Readers seeking overviews of the field at any point in time might explore some of these books that more broadly introduce and discuss the issues in both the theory and practice of ethnographic film, indigenous media, and visual anthropology. Hockings 1975 is a seminal anthology of articles providing a foundation for the development of visual anthropology. Heider 2006 (originally published in 1976) is an iconic volume on ethnographic film that laid out a philosophy and methodology for the field, while Ruby 2000 establishes critical standards and methodology, as well as providing a historical overview of three decades of ethnographic film. Barbash and Taylor 1997 is a handbook for cross-cultural documentary filmmaking. Askew and Wilks 2002 introduced a fresh anthology of writings by leading anthropologists and practitioners whose works collectively formulated an anthropology of media. El Guindi 2004 provides a textbook on visual anthropology in theory and practice, followed two years later by Pink 2006, which discusses the ethical implications and considerations of using visual methods in social science research. Grimshaw and Ravetz 2009 returns to the epistemological and aesthetic issues underlying observational cinema, bringing the film theories of André Bazin to bear upon the discipline, thereby further marrying film theory and cultural theory.
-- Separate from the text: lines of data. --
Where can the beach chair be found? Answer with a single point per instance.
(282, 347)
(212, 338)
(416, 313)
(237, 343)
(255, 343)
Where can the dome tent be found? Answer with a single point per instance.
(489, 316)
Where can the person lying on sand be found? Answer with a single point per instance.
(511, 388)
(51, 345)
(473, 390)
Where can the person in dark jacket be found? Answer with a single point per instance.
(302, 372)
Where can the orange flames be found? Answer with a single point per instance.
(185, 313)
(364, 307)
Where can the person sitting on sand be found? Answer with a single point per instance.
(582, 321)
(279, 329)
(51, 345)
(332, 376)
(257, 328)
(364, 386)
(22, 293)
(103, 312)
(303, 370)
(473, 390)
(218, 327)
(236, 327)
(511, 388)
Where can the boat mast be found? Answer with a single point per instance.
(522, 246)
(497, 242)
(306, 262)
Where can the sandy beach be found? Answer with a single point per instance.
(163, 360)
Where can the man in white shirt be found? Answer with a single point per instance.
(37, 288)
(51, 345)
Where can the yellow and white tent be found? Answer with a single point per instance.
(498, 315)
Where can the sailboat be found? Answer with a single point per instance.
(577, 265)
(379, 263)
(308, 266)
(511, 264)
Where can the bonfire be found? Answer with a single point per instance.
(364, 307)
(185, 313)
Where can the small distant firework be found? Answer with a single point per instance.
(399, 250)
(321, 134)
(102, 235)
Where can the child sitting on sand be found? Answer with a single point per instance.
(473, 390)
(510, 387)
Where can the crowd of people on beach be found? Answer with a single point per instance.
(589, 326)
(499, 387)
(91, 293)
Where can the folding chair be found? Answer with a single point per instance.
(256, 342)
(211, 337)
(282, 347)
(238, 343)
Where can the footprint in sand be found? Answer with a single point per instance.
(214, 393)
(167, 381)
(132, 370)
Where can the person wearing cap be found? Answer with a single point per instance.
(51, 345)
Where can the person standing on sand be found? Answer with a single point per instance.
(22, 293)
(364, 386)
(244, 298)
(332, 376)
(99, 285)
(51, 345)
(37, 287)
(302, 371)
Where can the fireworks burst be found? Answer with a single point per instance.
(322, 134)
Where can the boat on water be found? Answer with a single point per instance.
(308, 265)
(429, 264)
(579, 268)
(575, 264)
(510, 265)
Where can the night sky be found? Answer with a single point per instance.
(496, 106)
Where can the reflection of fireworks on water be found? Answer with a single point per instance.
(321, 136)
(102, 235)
  • Askew, Kelly, and Richard Wilks. The Anthropology of Media: A Reader. Malden, MA: Wiley-Blackwell, 2002.

    Marking the emergence of the new field of anthropology of media, this reader includes essays from within and beyond the discipline of anthropology by Marshall McLuhan, Raymond Williams, Margaret Mead and Gregory Bateson, John Berger, James Faris, Ella Shohat and Robert Stam, Hortense Powdermaker, Sut Jhally, David Whisnant, as well as a number of the visual anthropologists mentioned in this article.

  • Barbash, Ilisa, and Lucien Taylor. Cross-Cultural Filmmaking: A Handbook for Making Documentary and Ethnographic Films and Videos. Berkeley: University of California Press, 1997.

    This text covers the practical, technical, and theoretical aspects of filming, from fundraising and pre-production to distribution and exhibition. Addresses styles of filmmaking, practical and ethical issues, and technical aspects (equipment and techniques for shooting film, video, and sound).

  • El Guindi, Fadwa. Visual Anthropology: Essential Method and Theory. Walnut Creek, CA: AltaMira, 2004.

    A single-authored survey textbook, this overview begins with a section on “Issues, Ancestry and Genealogy,” followed by sections discussing ethnographic film, research film, visual ethnography, and “From Doing Cinema to Doing Ethnography,” among others.

  • Grimshaw, Anna, and Amanda Ravetz. Observational Cinema. Bloomington: Indiana University Press, 2009.

    Uses Bazinian film theory to examine the history of observational and ethnographic cinema as a form that “involved the abandonment of ethnographic interpretation as explanation and argument in favor of a different kind of interpretive logic—one that was filmic rather than derived from written text” (p. 4). Explores the underlying logic and aesthetic of this filmic documentary style.

  • Heider, Karl G. Ethnographic Film. Rev. ed. Austin: University of Texas Press, 2006.

    The classic 1976 primer and theoretical model establishing ethnographic film as a genre, which attempted to establish a scientific methodology and rules for filming reality with as little distortion as possible so that ethnographic films would become evidentiary documents about cultures under study without artistic or narrative interpretation.

  • Hockings, Paul. Principles of Visual Anthropology. The Hague: Mouton, 1975.

    This landmark collection of twenty-seven articles was the first major anthology of writings aiming to “put visual anthropology into its proper perspective as a legitimate subdiscipline of anthropology and at the same time a contributor to the history of cinema” (p. xv). Most papers originated at the 1973 International Conference on Visual Anthropology held in Chicago. Contributors included “nearly all the key persons in visual anthropology” in the mid-1970s.

  • Pink, Sarah. Doing Visual Ethnography. 2d ed. London: SAGE, 2006.

    Pink explores the appropriate use and ethical issues of visual methods (photography, video, and hypermedia) in ethnographic and social research that involves representation of cultures.

  • Ruby, Jay. Picturing Culture: Explorations of Film and Anthropology. Chicago: University of Chicago Press, 2000.

    Historical reflection on thirty years of the marriage of anthropology and film, as well as a theoretical and practical attempt to develop a set of critical standards and methodology. Ruby strives to situate visual anthropology as an interdisciplinary critical field borrowing from media and cultural studies as well as anthropology.